– Очень длинное, мне некогда его читать.
Она принялась отделять желтки от белков.
– Хороший стих. Можно положить на музыку, – заметила Фрэнсис.
И стала читать стихи вслух.
– Мне нужно сосредоточиться, – сказала Морин.
– Надо думать, это была команда «Кругом, марш!», – ответила Фрэнсис и пошла убираться в утренней комнате.
Морин наконец осталась в покое на кухне, среди старого белого кафеля и пожелтевших высоких стен, кастрюль, мисок и прочей утвари, знакомой и дарящей утешение; такими же знакомыми и утешительными они, наверно, были для ее предшественницы.

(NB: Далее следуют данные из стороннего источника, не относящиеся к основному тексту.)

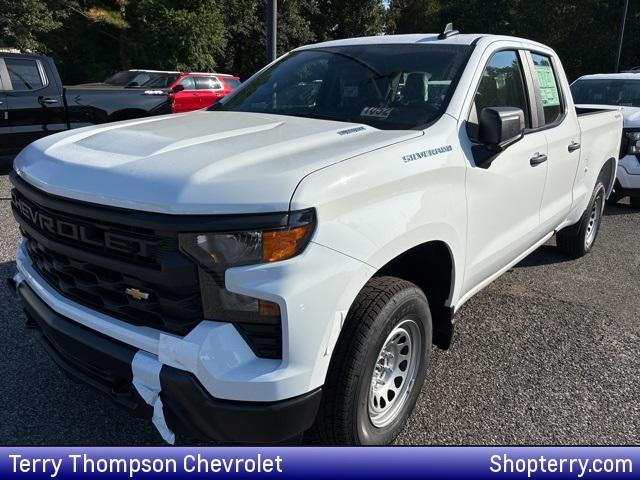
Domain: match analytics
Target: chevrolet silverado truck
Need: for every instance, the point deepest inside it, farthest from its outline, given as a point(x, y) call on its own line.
point(285, 260)
point(34, 104)
point(621, 90)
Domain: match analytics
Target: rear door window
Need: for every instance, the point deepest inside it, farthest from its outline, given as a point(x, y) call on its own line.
point(188, 83)
point(232, 82)
point(25, 74)
point(548, 87)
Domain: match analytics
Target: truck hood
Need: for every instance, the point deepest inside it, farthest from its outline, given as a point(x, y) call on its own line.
point(195, 163)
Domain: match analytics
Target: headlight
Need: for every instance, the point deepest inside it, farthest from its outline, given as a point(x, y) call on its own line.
point(633, 139)
point(216, 251)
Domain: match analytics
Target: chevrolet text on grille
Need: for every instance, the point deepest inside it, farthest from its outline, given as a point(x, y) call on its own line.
point(81, 233)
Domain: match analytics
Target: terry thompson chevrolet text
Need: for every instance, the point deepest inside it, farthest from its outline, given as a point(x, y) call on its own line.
point(286, 259)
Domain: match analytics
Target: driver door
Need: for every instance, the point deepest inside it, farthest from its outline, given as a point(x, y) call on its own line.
point(186, 100)
point(503, 198)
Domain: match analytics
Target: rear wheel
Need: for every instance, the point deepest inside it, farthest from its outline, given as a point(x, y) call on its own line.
point(378, 366)
point(577, 240)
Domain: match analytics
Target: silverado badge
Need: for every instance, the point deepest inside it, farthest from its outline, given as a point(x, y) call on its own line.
point(136, 294)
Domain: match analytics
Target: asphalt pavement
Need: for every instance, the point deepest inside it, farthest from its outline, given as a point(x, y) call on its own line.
point(547, 354)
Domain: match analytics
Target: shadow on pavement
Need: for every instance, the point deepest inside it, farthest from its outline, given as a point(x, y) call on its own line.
point(545, 255)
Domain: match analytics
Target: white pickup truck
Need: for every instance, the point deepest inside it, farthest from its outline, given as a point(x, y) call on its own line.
point(621, 90)
point(286, 259)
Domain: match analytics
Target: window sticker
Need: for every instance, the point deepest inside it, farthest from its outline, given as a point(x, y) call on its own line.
point(548, 88)
point(376, 112)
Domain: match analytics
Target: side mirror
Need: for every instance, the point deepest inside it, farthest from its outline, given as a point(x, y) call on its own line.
point(500, 127)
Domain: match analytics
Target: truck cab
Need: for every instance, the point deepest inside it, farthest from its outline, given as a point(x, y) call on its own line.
point(620, 90)
point(32, 101)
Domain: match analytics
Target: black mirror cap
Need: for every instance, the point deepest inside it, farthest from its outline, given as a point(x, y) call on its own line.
point(499, 127)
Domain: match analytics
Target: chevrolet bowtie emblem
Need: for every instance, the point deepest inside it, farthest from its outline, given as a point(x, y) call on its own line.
point(136, 294)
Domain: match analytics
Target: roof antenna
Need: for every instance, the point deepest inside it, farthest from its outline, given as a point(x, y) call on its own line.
point(448, 32)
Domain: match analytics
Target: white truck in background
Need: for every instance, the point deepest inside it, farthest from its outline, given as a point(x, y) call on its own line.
point(620, 90)
point(285, 260)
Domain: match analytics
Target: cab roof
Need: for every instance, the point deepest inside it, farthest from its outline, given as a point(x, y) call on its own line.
point(612, 76)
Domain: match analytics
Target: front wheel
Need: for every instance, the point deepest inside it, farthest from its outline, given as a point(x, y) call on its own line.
point(577, 240)
point(378, 367)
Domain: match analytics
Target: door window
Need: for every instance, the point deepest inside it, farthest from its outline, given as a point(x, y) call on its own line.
point(207, 83)
point(188, 83)
point(24, 74)
point(501, 85)
point(549, 91)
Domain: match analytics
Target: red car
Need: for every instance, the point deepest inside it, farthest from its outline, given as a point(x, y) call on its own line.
point(193, 91)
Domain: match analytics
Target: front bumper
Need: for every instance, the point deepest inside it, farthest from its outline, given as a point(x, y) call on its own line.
point(106, 364)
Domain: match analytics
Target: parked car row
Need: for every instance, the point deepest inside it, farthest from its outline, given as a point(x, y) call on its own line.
point(34, 103)
point(286, 259)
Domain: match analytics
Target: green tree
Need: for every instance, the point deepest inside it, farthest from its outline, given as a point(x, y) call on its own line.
point(246, 31)
point(413, 16)
point(583, 32)
point(175, 34)
point(348, 18)
point(22, 21)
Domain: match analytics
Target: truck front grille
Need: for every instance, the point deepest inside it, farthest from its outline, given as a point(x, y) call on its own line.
point(104, 290)
point(123, 263)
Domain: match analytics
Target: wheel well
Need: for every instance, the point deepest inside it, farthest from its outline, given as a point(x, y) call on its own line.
point(429, 266)
point(608, 174)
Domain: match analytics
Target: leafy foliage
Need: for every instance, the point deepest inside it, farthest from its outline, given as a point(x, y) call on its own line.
point(22, 21)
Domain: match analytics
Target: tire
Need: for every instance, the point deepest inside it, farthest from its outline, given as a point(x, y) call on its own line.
point(389, 315)
point(614, 198)
point(578, 240)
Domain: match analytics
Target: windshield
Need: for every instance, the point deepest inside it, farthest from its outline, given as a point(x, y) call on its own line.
point(161, 80)
point(128, 78)
point(231, 81)
point(385, 86)
point(623, 93)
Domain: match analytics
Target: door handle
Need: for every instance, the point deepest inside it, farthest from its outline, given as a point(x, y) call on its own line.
point(537, 159)
point(573, 146)
point(47, 101)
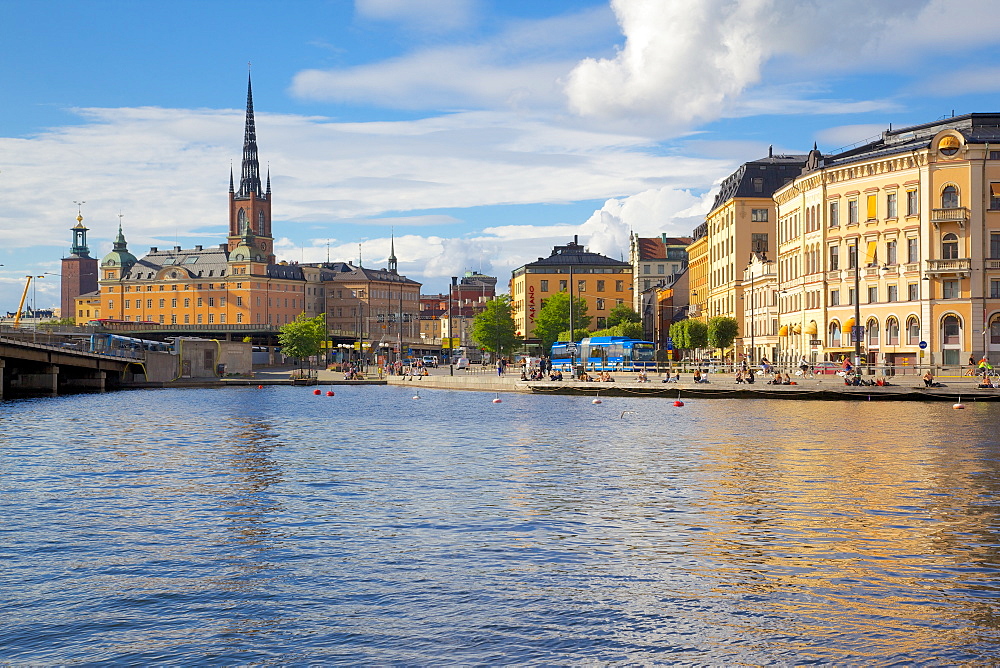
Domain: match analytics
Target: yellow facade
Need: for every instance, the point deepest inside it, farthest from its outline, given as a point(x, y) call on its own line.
point(921, 211)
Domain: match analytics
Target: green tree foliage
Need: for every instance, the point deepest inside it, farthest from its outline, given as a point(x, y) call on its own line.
point(303, 337)
point(722, 331)
point(494, 328)
point(553, 318)
point(689, 334)
point(623, 314)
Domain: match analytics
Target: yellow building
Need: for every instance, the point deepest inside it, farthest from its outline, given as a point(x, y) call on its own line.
point(919, 211)
point(602, 281)
point(740, 224)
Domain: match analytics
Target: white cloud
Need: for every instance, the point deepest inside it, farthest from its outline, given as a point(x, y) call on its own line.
point(519, 67)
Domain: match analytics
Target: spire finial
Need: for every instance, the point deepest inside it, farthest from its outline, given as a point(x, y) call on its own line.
point(250, 170)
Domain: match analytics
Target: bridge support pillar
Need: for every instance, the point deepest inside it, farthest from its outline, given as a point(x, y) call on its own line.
point(45, 381)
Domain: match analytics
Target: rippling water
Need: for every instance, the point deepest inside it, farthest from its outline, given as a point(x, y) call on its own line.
point(272, 526)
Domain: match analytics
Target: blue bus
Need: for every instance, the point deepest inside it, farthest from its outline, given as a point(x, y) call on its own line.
point(604, 353)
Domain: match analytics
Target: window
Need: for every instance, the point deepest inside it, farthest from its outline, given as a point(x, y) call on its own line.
point(949, 247)
point(952, 330)
point(949, 197)
point(892, 332)
point(835, 335)
point(758, 242)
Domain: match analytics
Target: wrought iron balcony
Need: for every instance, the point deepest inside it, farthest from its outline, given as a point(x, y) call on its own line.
point(955, 266)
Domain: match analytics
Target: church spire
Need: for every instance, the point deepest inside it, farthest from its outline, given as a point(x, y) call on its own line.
point(250, 171)
point(392, 252)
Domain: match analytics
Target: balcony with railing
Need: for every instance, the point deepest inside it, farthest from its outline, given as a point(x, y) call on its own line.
point(959, 265)
point(959, 214)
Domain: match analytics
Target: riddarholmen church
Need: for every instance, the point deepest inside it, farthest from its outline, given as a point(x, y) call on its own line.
point(238, 285)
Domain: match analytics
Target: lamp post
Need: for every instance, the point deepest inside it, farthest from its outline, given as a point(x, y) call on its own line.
point(856, 330)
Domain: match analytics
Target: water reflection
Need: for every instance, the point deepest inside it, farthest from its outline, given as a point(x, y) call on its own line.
point(270, 526)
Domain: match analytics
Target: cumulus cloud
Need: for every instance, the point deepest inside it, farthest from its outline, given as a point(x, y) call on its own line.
point(685, 62)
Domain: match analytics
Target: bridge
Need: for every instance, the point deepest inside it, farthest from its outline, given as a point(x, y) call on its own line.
point(35, 363)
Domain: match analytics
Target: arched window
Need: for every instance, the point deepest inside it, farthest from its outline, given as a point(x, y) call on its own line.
point(952, 330)
point(912, 331)
point(873, 333)
point(949, 247)
point(892, 332)
point(834, 334)
point(949, 198)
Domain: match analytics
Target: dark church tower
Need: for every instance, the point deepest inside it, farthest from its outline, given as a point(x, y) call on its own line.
point(79, 271)
point(250, 207)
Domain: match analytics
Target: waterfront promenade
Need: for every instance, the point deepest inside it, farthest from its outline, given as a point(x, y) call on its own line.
point(720, 385)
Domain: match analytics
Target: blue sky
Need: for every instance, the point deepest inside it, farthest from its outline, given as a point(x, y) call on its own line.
point(479, 132)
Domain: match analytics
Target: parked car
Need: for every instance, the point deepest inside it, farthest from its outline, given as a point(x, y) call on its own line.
point(826, 367)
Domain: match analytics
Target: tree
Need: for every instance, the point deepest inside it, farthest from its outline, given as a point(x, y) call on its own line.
point(623, 314)
point(689, 334)
point(303, 337)
point(722, 331)
point(553, 318)
point(494, 328)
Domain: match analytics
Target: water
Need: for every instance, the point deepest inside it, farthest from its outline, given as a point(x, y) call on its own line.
point(275, 527)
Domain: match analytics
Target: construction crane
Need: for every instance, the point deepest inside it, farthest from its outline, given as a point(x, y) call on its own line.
point(17, 316)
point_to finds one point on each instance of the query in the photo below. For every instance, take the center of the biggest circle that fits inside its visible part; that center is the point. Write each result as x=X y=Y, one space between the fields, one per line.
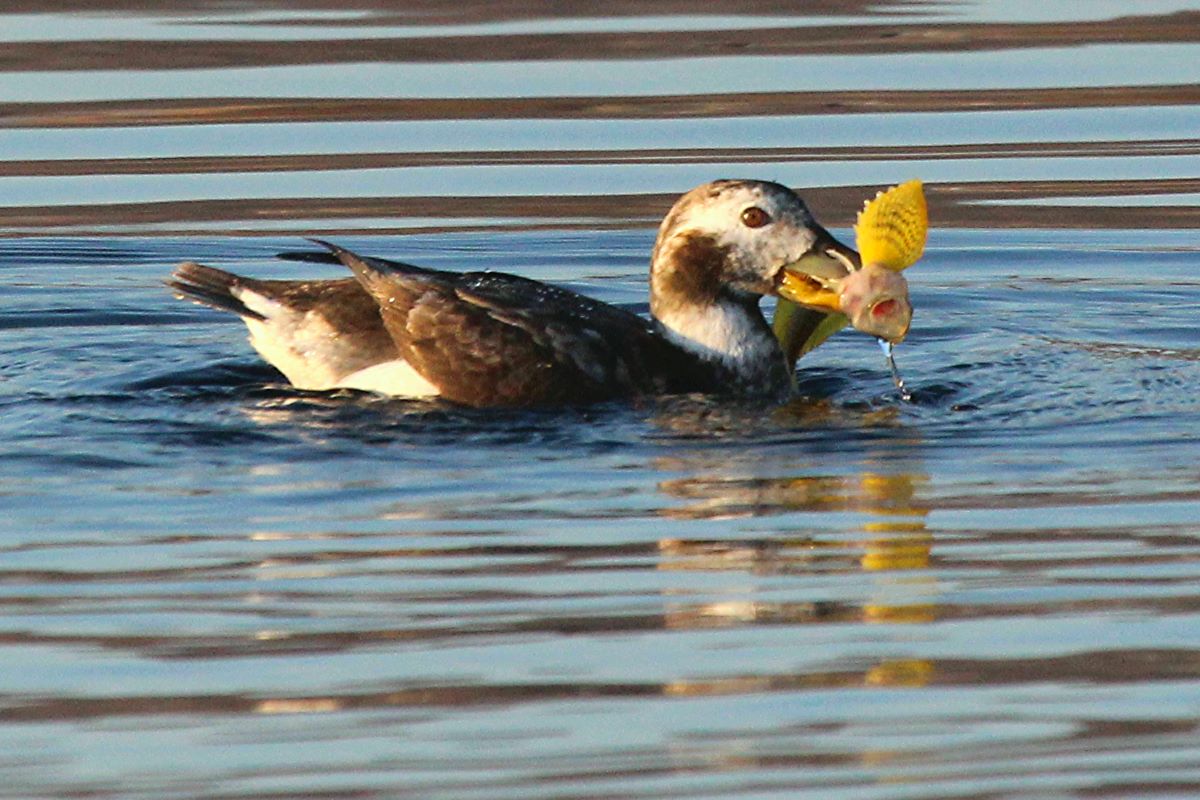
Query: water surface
x=213 y=585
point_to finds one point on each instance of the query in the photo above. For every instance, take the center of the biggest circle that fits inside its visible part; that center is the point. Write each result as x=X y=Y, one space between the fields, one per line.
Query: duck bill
x=814 y=281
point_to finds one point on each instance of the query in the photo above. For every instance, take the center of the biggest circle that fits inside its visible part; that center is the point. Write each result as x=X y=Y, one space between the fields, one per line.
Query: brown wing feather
x=501 y=340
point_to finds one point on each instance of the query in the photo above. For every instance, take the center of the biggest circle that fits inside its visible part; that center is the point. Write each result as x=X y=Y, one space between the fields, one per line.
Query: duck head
x=727 y=244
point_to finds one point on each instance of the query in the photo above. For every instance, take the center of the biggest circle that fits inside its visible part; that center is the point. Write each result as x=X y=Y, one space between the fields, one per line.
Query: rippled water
x=214 y=585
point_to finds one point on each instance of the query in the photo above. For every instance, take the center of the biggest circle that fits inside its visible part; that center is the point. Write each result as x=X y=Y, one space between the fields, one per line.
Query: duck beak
x=814 y=280
x=831 y=280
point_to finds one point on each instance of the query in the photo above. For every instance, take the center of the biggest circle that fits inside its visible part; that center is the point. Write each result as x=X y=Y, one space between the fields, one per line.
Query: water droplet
x=889 y=352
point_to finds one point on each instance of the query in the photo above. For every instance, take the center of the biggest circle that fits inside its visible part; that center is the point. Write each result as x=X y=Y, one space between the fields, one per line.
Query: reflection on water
x=214 y=585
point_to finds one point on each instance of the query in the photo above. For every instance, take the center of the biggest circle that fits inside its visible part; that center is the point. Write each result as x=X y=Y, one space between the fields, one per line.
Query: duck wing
x=492 y=338
x=316 y=332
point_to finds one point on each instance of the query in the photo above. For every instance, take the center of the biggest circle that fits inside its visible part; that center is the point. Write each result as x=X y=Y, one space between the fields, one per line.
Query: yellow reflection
x=894 y=546
x=298 y=705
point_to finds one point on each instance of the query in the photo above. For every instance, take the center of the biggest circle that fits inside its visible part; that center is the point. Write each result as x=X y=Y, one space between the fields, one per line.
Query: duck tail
x=210 y=287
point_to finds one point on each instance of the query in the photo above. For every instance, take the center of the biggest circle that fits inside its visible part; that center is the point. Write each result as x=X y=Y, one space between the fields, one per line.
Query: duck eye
x=755 y=217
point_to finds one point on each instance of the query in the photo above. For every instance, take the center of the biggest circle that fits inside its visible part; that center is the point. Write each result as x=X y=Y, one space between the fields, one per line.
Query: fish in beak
x=833 y=284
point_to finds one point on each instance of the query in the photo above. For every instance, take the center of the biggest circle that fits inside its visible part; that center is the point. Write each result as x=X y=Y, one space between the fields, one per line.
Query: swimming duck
x=492 y=338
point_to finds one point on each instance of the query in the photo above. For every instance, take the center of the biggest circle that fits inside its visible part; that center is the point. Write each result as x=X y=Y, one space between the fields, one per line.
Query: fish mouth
x=815 y=280
x=832 y=278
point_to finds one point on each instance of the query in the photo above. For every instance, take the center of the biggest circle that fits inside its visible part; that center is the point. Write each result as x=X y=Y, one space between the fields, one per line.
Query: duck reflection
x=892 y=545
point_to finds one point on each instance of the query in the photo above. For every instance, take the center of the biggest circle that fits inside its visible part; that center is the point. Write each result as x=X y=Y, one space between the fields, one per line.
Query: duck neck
x=705 y=317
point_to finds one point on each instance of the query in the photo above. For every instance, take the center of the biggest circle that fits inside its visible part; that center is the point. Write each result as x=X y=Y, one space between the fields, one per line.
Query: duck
x=486 y=338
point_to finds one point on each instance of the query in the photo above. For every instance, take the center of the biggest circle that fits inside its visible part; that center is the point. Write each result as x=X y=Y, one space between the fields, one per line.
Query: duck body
x=493 y=338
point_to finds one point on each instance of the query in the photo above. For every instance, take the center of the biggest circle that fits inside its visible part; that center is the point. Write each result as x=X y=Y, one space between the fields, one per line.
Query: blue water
x=214 y=585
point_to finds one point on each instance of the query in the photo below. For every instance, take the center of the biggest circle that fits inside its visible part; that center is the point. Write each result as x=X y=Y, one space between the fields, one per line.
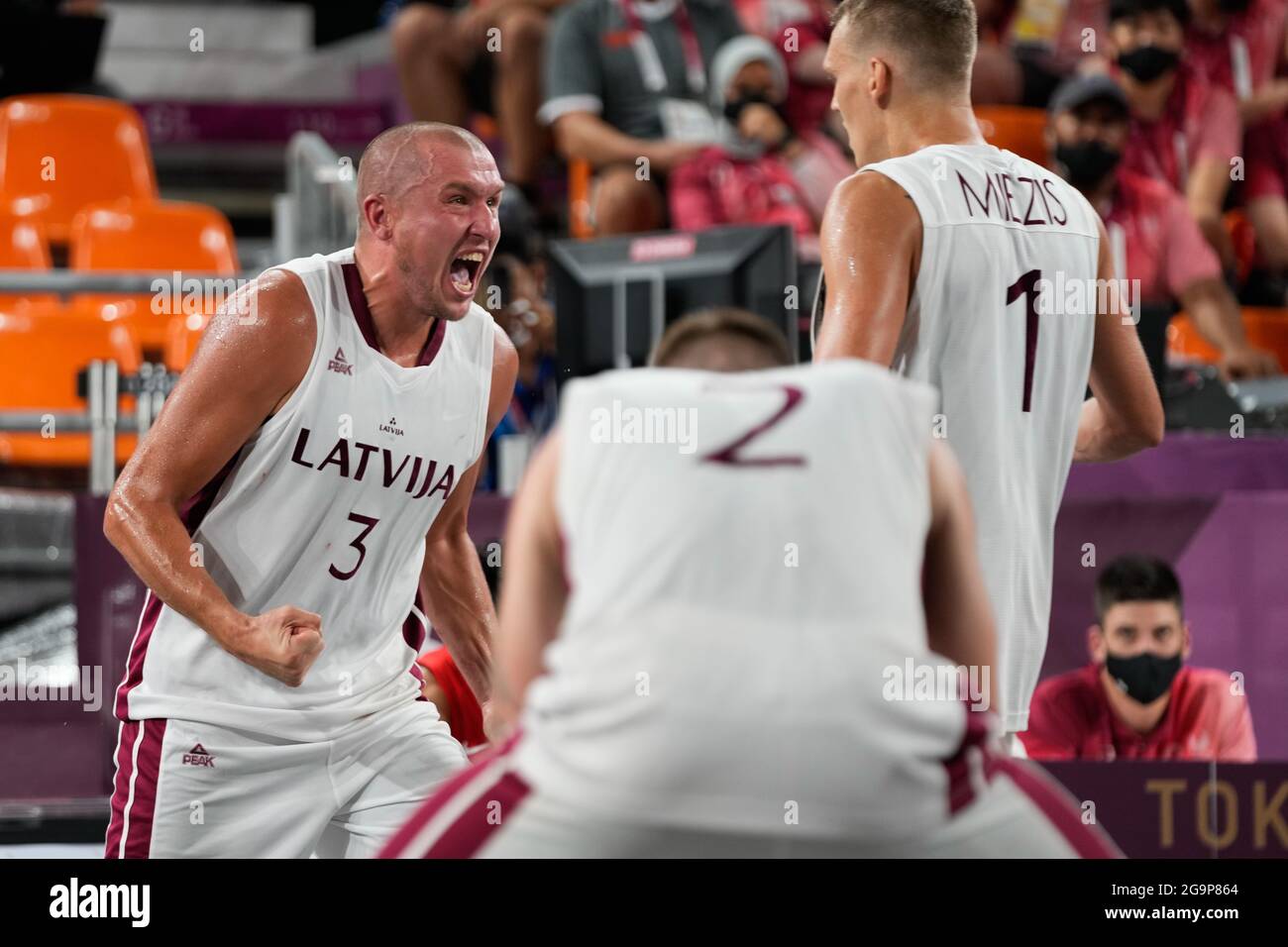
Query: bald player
x=296 y=513
x=988 y=277
x=699 y=656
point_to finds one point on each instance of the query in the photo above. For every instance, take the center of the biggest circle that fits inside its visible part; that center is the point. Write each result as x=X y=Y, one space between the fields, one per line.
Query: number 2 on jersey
x=369 y=523
x=1026 y=286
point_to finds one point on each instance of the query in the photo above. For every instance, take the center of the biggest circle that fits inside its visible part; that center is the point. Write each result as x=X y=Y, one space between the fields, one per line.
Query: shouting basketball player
x=309 y=474
x=700 y=634
x=988 y=277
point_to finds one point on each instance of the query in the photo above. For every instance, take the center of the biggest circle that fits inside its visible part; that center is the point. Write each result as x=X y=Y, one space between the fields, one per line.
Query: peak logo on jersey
x=197 y=757
x=340 y=364
x=390 y=474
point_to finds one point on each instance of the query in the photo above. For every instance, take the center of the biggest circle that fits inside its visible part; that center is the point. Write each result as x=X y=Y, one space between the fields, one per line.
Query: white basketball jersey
x=1012 y=369
x=743 y=554
x=325 y=508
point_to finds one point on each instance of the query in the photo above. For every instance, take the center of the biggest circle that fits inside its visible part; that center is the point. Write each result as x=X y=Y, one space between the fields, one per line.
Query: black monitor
x=616 y=295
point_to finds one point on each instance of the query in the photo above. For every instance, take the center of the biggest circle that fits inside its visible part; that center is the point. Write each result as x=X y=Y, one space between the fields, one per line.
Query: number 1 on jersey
x=1026 y=286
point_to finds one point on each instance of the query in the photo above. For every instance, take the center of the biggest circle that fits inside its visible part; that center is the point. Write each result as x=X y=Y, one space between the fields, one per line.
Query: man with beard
x=1137 y=698
x=308 y=479
x=1151 y=234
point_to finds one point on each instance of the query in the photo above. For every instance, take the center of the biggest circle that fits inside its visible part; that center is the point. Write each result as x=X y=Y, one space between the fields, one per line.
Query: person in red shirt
x=1137 y=698
x=1184 y=131
x=1241 y=46
x=1154 y=240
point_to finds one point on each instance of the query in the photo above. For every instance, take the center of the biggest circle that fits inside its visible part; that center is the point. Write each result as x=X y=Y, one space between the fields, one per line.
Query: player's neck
x=925 y=125
x=400 y=330
x=1147 y=101
x=1141 y=718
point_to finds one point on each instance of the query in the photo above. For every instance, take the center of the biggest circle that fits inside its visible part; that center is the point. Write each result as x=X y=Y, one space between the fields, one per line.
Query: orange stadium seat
x=22 y=247
x=1016 y=129
x=181 y=338
x=580 y=174
x=60 y=153
x=43 y=347
x=163 y=236
x=1265 y=328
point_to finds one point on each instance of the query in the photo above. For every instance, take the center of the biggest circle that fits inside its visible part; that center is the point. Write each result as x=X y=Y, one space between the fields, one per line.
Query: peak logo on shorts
x=197 y=757
x=340 y=364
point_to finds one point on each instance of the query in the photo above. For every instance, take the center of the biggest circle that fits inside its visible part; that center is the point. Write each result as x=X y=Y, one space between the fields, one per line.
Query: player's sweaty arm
x=533 y=591
x=958 y=618
x=1125 y=414
x=871 y=243
x=458 y=602
x=252 y=357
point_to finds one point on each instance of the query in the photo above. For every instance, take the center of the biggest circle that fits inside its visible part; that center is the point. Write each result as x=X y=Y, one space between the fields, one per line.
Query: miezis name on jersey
x=1006 y=195
x=390 y=475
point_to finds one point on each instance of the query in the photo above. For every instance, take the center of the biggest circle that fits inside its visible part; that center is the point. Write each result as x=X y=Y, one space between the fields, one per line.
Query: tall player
x=721 y=656
x=988 y=277
x=308 y=475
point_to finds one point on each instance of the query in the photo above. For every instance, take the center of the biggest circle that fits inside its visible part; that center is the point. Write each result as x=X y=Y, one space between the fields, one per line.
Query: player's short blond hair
x=720 y=320
x=938 y=35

В своей беседе-проповеди Мэри Джонстон всегда говорила об одном и том же, и большинство девочек знали, что их ждет. Они даже заранее придумывали рожи, которые собирались корчить друг другу. Мэри Джонстон рассказывала, как Иисус явился ей и говорил с ней, когда она лежала в аппарате искусственного дыхания. Она поясняла: это был не сон, не видение и не бред. Она имела в виду, что Он пришел и она Его узнала, но не нашла в этом ничего странного. Она узнала Его сразу, хоть Он и был одет как доктор, в белый халат. Она тогда подумала, что это разумно – иначе Его не пустили бы в больницу. Так она это восприняла. Лежа в «железном легком», она была одновременно рассудительна и глупа, как бывает с людьми, с которыми такое происходит. (Она имела в виду явление Иисуса, а не полиомиелит.) Иисус сказал: «Мэри, тебе придется встать, а то как же ты выйдешь на поле». И все. Она тогда хорошо играла в софтбол, и Он говорил с ней на понятном ей языке. Потом Он ушел. А она стала цепляться за жизнь, как Он ей велел.
Затем начинались рассуждения про то, что жизнь каждой из них и тело каждой из них – неповторимые и особенные, а потом Мэри Джонстон, конечно, переходила к тому, что у нее называлось «откровенный разговор», про мальчиков и желания. (Тут девочки и начинали корчить рожи – когда Мэри говорила про Иисуса, они стеснялись.) И про алкоголь и курение, и про то, как одно влечет за собой другое. Девочки думали, что она чокнутая – она даже не замечала, что накануне они всю ночь курили. От них разило табаком, а она ни словом не дала понять, что заметила.
Да, она была чокнутая. Но ей позволяли рассказывать про Иисуса в больнице, поскольку считали, что она имеет право в это верить.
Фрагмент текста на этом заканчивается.